仕組みが古く、昔のミニクーパーの純正キャブとしても使用されていることで有名です
ハーレーの純正CVキャブSUキャブが違うところはCVキャブには加速ポンプ(スロットルを早く開けた時に一時的にガソリンの量を増やす)が搭載されていて、SUキャブにはない。
CVキャブの元祖的な作りをしていて、速さを求めるキャブではないので独特なフィーリングがいまだに好まれる。またキック始動のハーレーととても相性がよく、アイドリングの安定間もある。
PRIMO/RIVERAの製造が止まっているのか、今は非常に入手しづらくなっている。

固定ベンチュリー型【S&S E、B】

S&SsuperEキャブレター

一言でいえばアメリカ!といえるキャブレターである。
その中でも人気のあるものがS&SsuperEキャブレター。
一番の特徴は他のキャブよりも圧倒的に大きい口径。
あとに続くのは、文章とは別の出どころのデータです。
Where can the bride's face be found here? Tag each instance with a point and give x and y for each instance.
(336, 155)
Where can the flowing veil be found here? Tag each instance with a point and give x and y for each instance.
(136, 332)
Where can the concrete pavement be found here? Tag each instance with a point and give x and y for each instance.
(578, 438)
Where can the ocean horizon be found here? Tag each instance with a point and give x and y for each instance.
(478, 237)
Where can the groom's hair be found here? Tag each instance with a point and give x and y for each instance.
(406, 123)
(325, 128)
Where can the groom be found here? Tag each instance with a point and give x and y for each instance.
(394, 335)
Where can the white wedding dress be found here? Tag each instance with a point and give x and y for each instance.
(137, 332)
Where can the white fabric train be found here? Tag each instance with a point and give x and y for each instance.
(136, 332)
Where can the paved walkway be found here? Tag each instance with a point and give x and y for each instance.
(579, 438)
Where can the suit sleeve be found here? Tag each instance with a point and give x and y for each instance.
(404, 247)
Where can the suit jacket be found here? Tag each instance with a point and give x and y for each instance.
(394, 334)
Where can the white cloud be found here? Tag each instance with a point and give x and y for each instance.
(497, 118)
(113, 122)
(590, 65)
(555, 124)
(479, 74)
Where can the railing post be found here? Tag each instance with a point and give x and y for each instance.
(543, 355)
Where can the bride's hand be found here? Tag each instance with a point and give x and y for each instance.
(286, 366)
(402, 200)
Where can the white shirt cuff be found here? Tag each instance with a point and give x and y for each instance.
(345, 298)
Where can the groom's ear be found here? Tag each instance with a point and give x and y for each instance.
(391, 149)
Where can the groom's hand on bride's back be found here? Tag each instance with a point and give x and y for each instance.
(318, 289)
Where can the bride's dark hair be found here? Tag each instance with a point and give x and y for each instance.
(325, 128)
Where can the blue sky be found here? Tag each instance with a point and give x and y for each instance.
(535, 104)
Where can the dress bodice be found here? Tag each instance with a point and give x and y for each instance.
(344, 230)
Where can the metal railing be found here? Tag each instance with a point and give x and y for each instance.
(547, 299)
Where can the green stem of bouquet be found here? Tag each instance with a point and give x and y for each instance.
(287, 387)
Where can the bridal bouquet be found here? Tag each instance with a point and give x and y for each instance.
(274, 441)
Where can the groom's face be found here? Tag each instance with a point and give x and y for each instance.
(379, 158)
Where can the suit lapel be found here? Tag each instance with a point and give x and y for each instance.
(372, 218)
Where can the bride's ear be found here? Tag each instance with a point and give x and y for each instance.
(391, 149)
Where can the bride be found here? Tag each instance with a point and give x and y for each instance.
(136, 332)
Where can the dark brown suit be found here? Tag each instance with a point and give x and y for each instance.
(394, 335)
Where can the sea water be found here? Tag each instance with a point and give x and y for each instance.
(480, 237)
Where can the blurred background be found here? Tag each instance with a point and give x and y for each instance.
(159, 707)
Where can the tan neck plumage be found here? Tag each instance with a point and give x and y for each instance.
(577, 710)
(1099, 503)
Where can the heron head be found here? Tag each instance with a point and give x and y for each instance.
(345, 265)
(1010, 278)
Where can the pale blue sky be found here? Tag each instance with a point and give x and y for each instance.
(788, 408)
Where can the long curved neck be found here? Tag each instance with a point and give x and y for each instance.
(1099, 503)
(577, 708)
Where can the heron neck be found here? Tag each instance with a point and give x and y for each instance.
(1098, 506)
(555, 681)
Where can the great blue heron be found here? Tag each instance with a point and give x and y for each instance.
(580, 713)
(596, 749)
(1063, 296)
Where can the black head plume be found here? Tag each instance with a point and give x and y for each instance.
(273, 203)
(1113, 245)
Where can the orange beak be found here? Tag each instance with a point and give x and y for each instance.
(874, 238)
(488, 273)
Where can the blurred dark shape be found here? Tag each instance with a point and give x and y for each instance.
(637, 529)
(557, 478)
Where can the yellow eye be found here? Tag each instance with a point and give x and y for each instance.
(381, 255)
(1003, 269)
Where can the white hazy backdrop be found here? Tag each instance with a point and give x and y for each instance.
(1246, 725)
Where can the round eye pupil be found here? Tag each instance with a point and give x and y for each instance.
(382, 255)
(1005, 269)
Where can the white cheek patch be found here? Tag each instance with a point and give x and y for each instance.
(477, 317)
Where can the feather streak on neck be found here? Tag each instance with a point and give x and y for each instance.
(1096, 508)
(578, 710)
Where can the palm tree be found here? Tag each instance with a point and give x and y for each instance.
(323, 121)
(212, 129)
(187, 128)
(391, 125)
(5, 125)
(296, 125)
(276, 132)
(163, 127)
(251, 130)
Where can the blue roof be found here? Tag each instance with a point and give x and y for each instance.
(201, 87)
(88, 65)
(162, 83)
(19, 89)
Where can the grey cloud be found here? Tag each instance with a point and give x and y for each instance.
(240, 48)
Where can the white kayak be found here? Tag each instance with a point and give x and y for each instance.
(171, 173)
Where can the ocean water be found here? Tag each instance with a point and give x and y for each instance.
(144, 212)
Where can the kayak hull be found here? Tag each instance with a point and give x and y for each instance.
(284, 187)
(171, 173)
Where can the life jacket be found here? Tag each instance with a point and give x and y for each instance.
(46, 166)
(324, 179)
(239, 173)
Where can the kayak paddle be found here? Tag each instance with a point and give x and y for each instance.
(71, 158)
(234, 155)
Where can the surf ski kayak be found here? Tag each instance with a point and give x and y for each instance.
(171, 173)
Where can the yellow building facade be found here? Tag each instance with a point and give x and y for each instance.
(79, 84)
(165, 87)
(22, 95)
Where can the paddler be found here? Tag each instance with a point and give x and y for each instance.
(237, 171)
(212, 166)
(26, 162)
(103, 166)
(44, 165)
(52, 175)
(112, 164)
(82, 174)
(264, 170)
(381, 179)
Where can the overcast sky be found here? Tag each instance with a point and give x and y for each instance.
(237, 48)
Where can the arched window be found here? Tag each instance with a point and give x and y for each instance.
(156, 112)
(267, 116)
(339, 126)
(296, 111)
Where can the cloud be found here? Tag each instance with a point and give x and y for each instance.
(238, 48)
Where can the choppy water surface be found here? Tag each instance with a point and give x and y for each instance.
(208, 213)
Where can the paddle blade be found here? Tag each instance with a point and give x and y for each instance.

またジェットニードルがなく、スローとメインの間を加速ポンプで補っているようなイメージが良いかと思う。
この二つの特徴から強力な鼓動感と爆発力を生み出します。
低速域から中低速域へのパワー感は他のキャブレターでは味わうことが出来ず、一番ハーレーにあったキャブレターかと思います。
パンチ、トルクを求めている方にはぜひおすすめしたい。
筆者のエボ、ショベル共に装着しており独特パワー、ドコドコ感が病みつきになっており他のキャブに変えようとも思わない。

強制開閉ベンチュリー型【HSR、FCR】

HSRキャブ

一番の特徴はスロットルとバルブが一体となっている。
低回転から高回転までパフォーマンスを引き出すことが出来る、空気量、ガソリン量ともに細かな設定ができるとされている。

HSR(MIKUNI)キャブレターはハーレー専用として開発されたキャブレターである。

FCR(KEIHIN)キャブレターはフラットシーアールの略でKEIHINが作ったレーシングキャブレターである。
バルブがフラットな構造をしており円筒のバルブだと混合気の流れが悪くガソリンが濃いまま吸引されやすくなります。それをフラットバルブ+キャブ自体に傾きを付けている。
更にフラットバルブの弱点である張り付きの対策もされていて速く走るには最強のキャブレターだと思う。
細かな調整が利くため非常に優秀です。ただし調整できる箇所が多いため、ある程度の知識を必要とします。

大きく分けて人気のカスタムキャブレターはこの4つで
SUキャブ、S&SSuperE/Gキャブ、HSRキャブ、FCRキャブぜひみなさんにあったキャブをセレクトして、より楽しいハーレーライフをエンジョイしていただきたい。